Arbeitsverfassungsgesetz (ArbVG); Mutterschutzgesetz (MSchG); Väter-Karenzgesetz (VKG); Arbeitsplatzsicherungsgesetz (APSG)
Labour Constitution Act (ArbVG); Maternity Leave Act (MSchG); Parental Leave for Fathers Act (VKG); Security of Workplace Act (APSG)
When selecting employees for (collective) dismissals, the employer has to take into consideration 'social hardship', that is the potential negative consequences for the worker compared to other workers, influenced, for example by the likely duration of unemployment, future lower income levels, the health situation of the worker or the tenure in the current firm.

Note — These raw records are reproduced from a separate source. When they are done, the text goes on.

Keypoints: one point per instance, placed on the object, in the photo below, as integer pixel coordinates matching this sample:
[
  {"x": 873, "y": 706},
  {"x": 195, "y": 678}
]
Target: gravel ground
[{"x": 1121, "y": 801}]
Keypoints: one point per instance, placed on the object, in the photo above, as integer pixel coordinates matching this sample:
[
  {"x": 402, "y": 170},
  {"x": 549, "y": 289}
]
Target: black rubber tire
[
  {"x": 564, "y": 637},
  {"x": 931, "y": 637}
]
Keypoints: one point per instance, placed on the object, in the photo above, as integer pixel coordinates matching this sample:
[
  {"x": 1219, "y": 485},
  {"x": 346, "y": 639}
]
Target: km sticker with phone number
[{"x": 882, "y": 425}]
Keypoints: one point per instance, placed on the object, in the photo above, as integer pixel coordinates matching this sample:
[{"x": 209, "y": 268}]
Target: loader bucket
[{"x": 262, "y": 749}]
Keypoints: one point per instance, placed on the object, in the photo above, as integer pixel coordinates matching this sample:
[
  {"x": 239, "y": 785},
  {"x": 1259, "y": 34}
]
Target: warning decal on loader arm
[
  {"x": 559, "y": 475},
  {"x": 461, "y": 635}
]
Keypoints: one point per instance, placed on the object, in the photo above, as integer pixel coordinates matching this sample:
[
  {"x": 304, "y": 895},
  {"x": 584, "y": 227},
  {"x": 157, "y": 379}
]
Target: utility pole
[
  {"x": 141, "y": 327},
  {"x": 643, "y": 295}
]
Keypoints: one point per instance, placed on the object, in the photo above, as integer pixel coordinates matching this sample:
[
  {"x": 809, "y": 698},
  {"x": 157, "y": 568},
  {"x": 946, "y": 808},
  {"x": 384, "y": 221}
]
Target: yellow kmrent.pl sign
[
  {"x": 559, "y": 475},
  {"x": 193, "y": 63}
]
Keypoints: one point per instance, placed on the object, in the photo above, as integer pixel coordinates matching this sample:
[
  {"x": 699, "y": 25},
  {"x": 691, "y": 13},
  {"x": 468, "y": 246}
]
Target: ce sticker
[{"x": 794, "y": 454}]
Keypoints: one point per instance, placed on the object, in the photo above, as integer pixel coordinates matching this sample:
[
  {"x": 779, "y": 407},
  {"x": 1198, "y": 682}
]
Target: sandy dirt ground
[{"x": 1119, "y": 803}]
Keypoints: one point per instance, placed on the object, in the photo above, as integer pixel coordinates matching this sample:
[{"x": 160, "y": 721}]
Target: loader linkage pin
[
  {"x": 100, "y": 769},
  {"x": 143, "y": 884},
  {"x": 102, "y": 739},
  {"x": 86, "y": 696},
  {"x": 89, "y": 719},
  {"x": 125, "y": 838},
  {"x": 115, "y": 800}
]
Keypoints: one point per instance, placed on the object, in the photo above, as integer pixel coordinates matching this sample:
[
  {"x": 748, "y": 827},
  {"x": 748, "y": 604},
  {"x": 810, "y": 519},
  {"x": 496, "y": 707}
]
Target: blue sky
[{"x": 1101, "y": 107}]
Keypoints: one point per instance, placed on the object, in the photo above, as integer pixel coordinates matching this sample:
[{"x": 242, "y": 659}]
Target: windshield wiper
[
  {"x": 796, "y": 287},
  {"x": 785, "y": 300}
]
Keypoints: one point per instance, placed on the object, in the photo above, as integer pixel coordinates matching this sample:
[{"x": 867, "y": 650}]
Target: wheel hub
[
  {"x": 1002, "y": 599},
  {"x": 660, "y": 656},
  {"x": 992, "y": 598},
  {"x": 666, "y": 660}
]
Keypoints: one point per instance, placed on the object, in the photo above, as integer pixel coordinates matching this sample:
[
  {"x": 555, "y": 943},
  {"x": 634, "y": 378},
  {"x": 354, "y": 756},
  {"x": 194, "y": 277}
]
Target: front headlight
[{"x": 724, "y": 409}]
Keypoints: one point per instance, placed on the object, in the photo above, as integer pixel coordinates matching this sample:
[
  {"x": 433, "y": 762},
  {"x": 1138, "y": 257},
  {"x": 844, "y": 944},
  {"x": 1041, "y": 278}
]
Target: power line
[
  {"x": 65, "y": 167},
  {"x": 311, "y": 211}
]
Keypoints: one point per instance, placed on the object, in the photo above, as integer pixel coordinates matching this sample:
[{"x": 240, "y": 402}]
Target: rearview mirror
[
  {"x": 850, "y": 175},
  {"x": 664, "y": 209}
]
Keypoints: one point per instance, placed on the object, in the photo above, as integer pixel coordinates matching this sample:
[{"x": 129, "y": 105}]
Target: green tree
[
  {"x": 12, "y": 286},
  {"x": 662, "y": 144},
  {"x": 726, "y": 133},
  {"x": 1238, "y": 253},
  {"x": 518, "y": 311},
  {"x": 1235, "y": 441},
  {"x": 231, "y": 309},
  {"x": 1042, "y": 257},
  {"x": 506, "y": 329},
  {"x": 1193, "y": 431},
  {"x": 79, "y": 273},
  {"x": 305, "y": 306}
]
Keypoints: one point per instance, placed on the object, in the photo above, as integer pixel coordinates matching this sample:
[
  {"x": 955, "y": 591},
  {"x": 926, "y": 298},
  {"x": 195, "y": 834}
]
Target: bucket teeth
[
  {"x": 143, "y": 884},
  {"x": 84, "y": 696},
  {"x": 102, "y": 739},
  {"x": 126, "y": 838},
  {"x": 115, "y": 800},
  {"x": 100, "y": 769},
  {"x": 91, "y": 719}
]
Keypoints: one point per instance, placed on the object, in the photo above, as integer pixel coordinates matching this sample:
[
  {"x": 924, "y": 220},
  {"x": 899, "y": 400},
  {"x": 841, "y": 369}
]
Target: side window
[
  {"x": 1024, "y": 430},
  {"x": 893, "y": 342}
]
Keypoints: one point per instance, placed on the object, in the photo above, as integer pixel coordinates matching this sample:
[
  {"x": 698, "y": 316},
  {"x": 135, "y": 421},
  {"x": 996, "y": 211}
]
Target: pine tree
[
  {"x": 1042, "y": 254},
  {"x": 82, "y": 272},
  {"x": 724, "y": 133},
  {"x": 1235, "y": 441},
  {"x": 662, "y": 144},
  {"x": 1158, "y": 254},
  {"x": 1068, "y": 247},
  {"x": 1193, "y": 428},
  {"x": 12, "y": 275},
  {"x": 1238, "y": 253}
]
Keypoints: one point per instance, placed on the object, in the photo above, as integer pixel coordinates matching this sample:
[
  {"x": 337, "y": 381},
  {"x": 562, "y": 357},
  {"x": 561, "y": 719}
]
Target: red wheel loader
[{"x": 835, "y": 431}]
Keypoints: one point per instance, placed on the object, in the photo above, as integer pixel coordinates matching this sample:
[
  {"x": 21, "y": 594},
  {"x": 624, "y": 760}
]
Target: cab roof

Certain groups of employees benefit from special protection against dismissal: Apprentices, pregnant women, parents on parental leave, disabled workers, workers fulfilling their military service, works council members, contract officers in the public service sector and janitors with company housing.
The employer has to inform the works council about each planned dismissal. The works council has one week to comment on the proposal. Upon the request of employees, works council or employee representatives are entitled to appeal to the court within one week after having been notified of a (collective) dismissal and object to it (e.g. in cases were the employer did not inform the works council before dismissals, unfair dismissals on social grounds, membership in trade union etc.). Employees can also challenge the dismissal at court themselves within two weeks after after having been informed, regardless of whether the works council has objected or approved the dismissal (§105 ArbVG).
The challenge of a dismissal in cases of 'social hardship' is only possible in companies where at least 5 employees are employed constantly. If the works council has approved dismissals that qualify as socially unjustified it is not possible to appeal to the court (§105 (3), 2).